В данном случае образ среды постепенно размывается и исчезает, обеспечив,
однако, «информационную поддержку» колонизации.
Наиболее важным из дополнительных информационных
фильтров является фильтр цели,
организующий определенным образом поступающую от среды информацию (в том числе
информационный шум) и определяющий
особенности ее интерпретации (объективации в социальной структуре). Подобная
узконаправленность в считывании средовой информации и, соответственно, значительное
упрощение колониальной части социальной структуры являются важным
приспособительным фактором. Это позволяет решать конкретные задачи колонизации
и, в то же время, свести к минимуму мутационное влияние среды на
самоорганизующуюся колониальную структуру. Дело в том, что даже та доля
«открытости» среде, которой обладает метрополия, делала бы колонию весьма
уязвимой, поскольку последняя в отличие от метрополии обычно не обладает (по
плотности информационных носителей, как людских, так и материально-вещественных)
достаточной мощности информационным фильтром. Единое семиотическое поле и
непосредственный опыт колонистов остаются едва ли не единственной формой
сохранения структурной информации в начальный период колонизации (именно этим
объясняются известная консервативность и трепетное отношение к традициям, столь
характерные для колоний). В свою
очередь, чрезмерная «открытость» среде и относительная слабость информационных
фильтров могли обусловить рост хаотичности колониальной структуры, что, с одной
стороны, способствовало бы более адекватному ее реагированию на факты среды,
но, с другой стороны, инициировало бы процессы дивергенции (расхождения
квалифицирующих признаков) колонии и метрополии.
Следует, однако, различать понятие структурной
целостности колонии и метрополии и понятие их структурной тождественности. В
первом случае речь идет о целостности социального организма вне зависимости от
степени различия составляющих его частей. Нарушение этой целостности означает
распадение социума или, если угодно, «отпочкование» колонии от метрополии с
образованием собственного социального организма с той или иной степенью
независимости от метрополии. Причем, необходимо уяснить, что распадение
целостности вызывается не структурными различиями колонии и метрополии, а
наличием информационных фильтров между ними. Так, например, колония может
использовать фильтр цели не только для «просеивания» внешнесредовой информации,
но и для восприятия информации, исходящей от метрополии, что неизбежно повлечет
за собой усиление центробежных тенденций. При этом степень структурной
тождественности колонии и метрополии может быть достаточно высокой. Во втором
случае имеют значение лишь качественные различия между колонией и метрополией,
не связанные, однако, с закономерным упрощением колониальной структуры.

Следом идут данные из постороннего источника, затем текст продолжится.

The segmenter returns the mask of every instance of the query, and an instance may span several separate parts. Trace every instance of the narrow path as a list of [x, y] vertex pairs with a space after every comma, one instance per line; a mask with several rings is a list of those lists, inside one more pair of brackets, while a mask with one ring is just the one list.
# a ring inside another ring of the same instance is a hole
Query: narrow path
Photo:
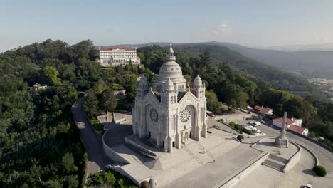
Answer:
[[78, 100], [71, 108], [73, 119], [80, 130], [81, 140], [87, 150], [88, 155], [88, 174], [104, 169], [111, 163], [105, 155], [102, 147], [102, 136], [95, 132], [83, 108], [83, 98]]

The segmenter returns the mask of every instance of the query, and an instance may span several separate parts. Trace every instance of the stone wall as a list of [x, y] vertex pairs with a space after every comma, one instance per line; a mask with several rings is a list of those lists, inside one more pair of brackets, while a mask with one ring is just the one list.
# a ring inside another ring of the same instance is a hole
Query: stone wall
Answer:
[[283, 169], [283, 172], [285, 173], [289, 172], [289, 170], [292, 169], [298, 163], [302, 153], [302, 150], [297, 144], [292, 141], [290, 141], [290, 143], [296, 146], [297, 148], [297, 152], [294, 154], [294, 155], [292, 155], [290, 159], [289, 159], [288, 162], [285, 164], [285, 168]]
[[[110, 131], [110, 130], [108, 130]], [[103, 150], [105, 152], [106, 155], [112, 160], [115, 162], [121, 163], [121, 164], [130, 164], [130, 162], [122, 157], [119, 154], [117, 154], [115, 150], [110, 147], [107, 145], [105, 144], [104, 141], [104, 137], [107, 135], [107, 131], [104, 134], [102, 137], [103, 141]]]
[[110, 168], [117, 172], [119, 172], [120, 174], [127, 177], [128, 179], [131, 179], [132, 182], [133, 182], [136, 185], [137, 185], [139, 187], [141, 187], [141, 182], [137, 181], [135, 178], [134, 178], [130, 173], [127, 172], [125, 171], [122, 167], [115, 165], [115, 166], [110, 166]]
[[261, 164], [266, 160], [269, 155], [270, 154], [268, 152], [263, 153], [258, 157], [258, 158], [255, 159], [254, 161], [251, 160], [250, 162], [249, 162], [249, 164], [246, 164], [248, 165], [248, 167], [243, 170], [240, 170], [240, 172], [235, 172], [231, 175], [229, 179], [228, 179], [227, 181], [225, 181], [225, 179], [223, 179], [221, 182], [213, 187], [213, 188], [233, 187], [233, 186], [236, 185], [239, 182], [240, 182], [240, 180], [247, 177], [253, 170], [256, 169], [258, 167], [261, 166]]

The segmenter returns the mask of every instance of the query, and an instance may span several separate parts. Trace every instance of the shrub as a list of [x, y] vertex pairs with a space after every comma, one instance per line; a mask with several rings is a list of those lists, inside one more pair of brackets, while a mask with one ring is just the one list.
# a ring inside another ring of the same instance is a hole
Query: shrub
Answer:
[[319, 176], [319, 177], [326, 176], [326, 169], [323, 166], [320, 166], [320, 165], [314, 166], [312, 170], [313, 172], [314, 172], [314, 173], [316, 173], [317, 176]]
[[94, 129], [99, 131], [103, 131], [104, 127], [100, 123], [100, 121], [96, 118], [90, 118], [90, 124], [92, 125]]
[[250, 130], [247, 130], [247, 129], [243, 128], [243, 132], [244, 132], [245, 133], [248, 135], [253, 135], [253, 132]]
[[316, 136], [316, 134], [313, 131], [310, 131], [307, 135], [310, 137], [314, 137]]
[[235, 125], [235, 128], [239, 131], [242, 131], [242, 126], [238, 124]]
[[149, 188], [149, 183], [147, 181], [141, 182], [141, 188]]

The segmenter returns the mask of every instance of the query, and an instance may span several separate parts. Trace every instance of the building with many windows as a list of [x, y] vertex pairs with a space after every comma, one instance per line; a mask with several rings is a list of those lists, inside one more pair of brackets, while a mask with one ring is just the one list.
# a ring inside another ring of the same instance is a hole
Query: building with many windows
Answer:
[[135, 47], [102, 47], [99, 48], [100, 62], [102, 66], [140, 64], [140, 58], [137, 57]]

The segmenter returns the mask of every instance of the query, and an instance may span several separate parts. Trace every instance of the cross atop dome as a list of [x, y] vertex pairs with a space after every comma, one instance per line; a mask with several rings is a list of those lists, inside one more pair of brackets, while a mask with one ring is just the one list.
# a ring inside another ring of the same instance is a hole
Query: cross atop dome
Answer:
[[174, 56], [174, 50], [172, 49], [172, 44], [170, 43], [170, 48], [169, 48], [169, 56]]

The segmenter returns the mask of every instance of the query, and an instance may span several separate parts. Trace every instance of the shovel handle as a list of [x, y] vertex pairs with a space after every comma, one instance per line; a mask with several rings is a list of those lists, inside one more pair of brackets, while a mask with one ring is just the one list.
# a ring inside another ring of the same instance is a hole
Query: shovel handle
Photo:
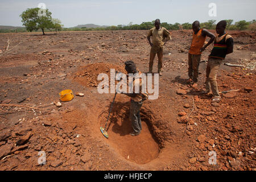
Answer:
[[111, 111], [112, 110], [113, 105], [114, 104], [114, 102], [115, 101], [115, 96], [117, 96], [117, 92], [115, 92], [115, 96], [114, 97], [114, 99], [113, 100], [112, 103], [111, 103], [110, 109], [109, 110], [109, 115], [108, 116], [108, 119], [106, 122], [106, 125], [105, 125], [104, 130], [105, 130], [106, 127], [106, 124], [108, 123], [108, 121], [109, 121], [109, 115], [110, 115]]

Основным фактором, трансформирующим колониальную структуру, является средовая
информация. Однако, согласно давно подмеченному факту, массово колонизуются
только те территории, которые обладают максимальным морфологическим сходством с
местами выхода колонистов. Иными словами, только осмысленные факты среды ведут к структуризации населения, только
для этих фактов организующаяся колониальная структура может найти
соответствующие «паттерны поведения» и, следовательно, оправдать свое существование.
Тем не менее, колония не есть простое повторение метрополии.

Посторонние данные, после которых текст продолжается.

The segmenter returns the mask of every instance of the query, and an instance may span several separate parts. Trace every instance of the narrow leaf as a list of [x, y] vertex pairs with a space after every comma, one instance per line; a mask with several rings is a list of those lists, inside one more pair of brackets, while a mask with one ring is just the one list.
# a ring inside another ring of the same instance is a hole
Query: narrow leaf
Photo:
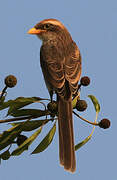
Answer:
[[33, 116], [33, 117], [41, 117], [49, 115], [48, 110], [40, 110], [40, 109], [18, 109], [15, 111], [11, 111], [9, 115], [14, 117], [21, 117], [21, 116]]
[[[24, 122], [25, 124], [26, 122]], [[0, 135], [0, 150], [12, 144], [13, 140], [22, 132], [24, 124], [16, 125]]]
[[91, 139], [91, 135], [89, 135], [87, 138], [85, 138], [82, 142], [79, 144], [75, 145], [75, 151], [80, 149], [83, 145], [85, 145], [89, 140]]
[[8, 115], [17, 109], [20, 109], [29, 104], [38, 102], [40, 100], [43, 100], [43, 99], [41, 99], [39, 97], [27, 97], [27, 98], [26, 97], [18, 97], [15, 100], [12, 100], [12, 103], [10, 104], [10, 108], [8, 110]]
[[100, 112], [100, 104], [99, 104], [98, 100], [96, 99], [96, 97], [93, 95], [88, 95], [88, 97], [93, 102], [96, 112], [99, 113]]
[[28, 150], [29, 145], [37, 138], [37, 136], [41, 133], [42, 128], [38, 129], [35, 133], [32, 134], [28, 139], [26, 139], [17, 149], [15, 149], [11, 155], [18, 156], [23, 153], [25, 150]]
[[[27, 121], [22, 127], [22, 131], [33, 131], [34, 129], [37, 129], [41, 127], [42, 125], [48, 123], [49, 120], [33, 120], [33, 121]], [[11, 123], [12, 126], [16, 126], [17, 124], [23, 124], [24, 122], [18, 122], [18, 123]]]
[[3, 160], [8, 160], [10, 158], [10, 152], [9, 150], [6, 150], [5, 152], [3, 152], [2, 154], [0, 154], [0, 158]]
[[54, 123], [49, 133], [46, 135], [46, 137], [41, 141], [41, 143], [36, 147], [36, 149], [31, 154], [36, 154], [44, 151], [51, 144], [55, 131], [56, 131], [56, 123]]

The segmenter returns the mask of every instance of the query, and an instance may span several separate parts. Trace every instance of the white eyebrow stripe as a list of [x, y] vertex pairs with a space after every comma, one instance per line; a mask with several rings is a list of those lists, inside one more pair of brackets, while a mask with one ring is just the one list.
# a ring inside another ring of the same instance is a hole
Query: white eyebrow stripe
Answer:
[[53, 24], [53, 25], [60, 26], [62, 29], [65, 28], [64, 25], [63, 25], [61, 22], [56, 21], [56, 20], [47, 20], [47, 21], [43, 21], [42, 23], [43, 23], [43, 24], [44, 24], [44, 23], [50, 23], [50, 24]]

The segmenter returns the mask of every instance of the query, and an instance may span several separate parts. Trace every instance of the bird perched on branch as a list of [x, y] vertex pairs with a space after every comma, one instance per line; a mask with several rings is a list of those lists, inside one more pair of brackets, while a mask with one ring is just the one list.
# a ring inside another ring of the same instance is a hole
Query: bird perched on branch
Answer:
[[72, 96], [78, 89], [81, 56], [66, 27], [56, 19], [45, 19], [28, 31], [43, 42], [40, 64], [51, 101], [55, 92], [58, 100], [60, 164], [70, 172], [76, 170]]

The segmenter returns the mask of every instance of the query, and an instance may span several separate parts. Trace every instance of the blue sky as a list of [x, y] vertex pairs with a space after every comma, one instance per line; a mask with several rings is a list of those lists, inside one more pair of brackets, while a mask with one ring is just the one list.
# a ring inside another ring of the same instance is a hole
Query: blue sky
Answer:
[[[114, 180], [117, 178], [115, 139], [117, 1], [1, 1], [0, 86], [3, 87], [6, 75], [14, 74], [18, 79], [17, 86], [9, 89], [8, 98], [48, 97], [39, 66], [41, 41], [27, 34], [29, 28], [45, 18], [56, 18], [62, 21], [80, 48], [82, 76], [87, 75], [91, 78], [91, 85], [82, 89], [81, 98], [87, 100], [89, 107], [81, 115], [94, 120], [95, 111], [87, 98], [88, 94], [93, 94], [101, 105], [99, 120], [109, 118], [111, 128], [103, 130], [97, 127], [92, 140], [76, 152], [75, 174], [65, 172], [59, 166], [58, 132], [56, 132], [53, 143], [45, 152], [30, 156], [30, 150], [22, 156], [4, 161], [0, 166], [0, 178], [4, 180]], [[1, 124], [1, 131], [2, 127]], [[8, 128], [8, 125], [5, 127]], [[91, 126], [75, 118], [76, 143], [85, 138], [91, 129]], [[36, 143], [39, 141], [40, 138]]]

Во-первых, считывание средовой информации есть
интерпретация, т.е. достаточно субъективно (в качестве социального субъекта
могут рассматриваться и отдельный индивид, и социальная группа, и общество в
целом). Вследствие этого, вполне допустимы ошибки, когда действия социального
субъекта, основанные на неверно осмысленных фактах, не являются адекватными
обстоятельствам, что может привести к серьезной трансформации части
колониальной структуры или ее уничтожению. Любой сколько-нибудь крупный
колонизационный процесс, известный истории, сопровождался возникновением
маргинальных групп колонистов, попадавших в непривычное средовое окружение, не
имевших возможности следовать своей традиционной структурной информации (а
значит, и сохранять ее) и испытывавших различные стадии аккультурации и
деэтнизации.
Во-вторых, отсутствие предопределенности в
формообразовании колонии обусловлено и тем обстоятельством, что поступающая от
среды информация всегда избыточна. Иными словами, поведение социума есть
процедура выбора одной из ряда возможных альтернатив, т.е. вероятностно. Хотя
наличие цели, как дополнительного информационного фильтра отграничивающего
актуальную информацию от потенциальной, все же делает принципиально возможным
прогнозное моделирование колонизационных процессов.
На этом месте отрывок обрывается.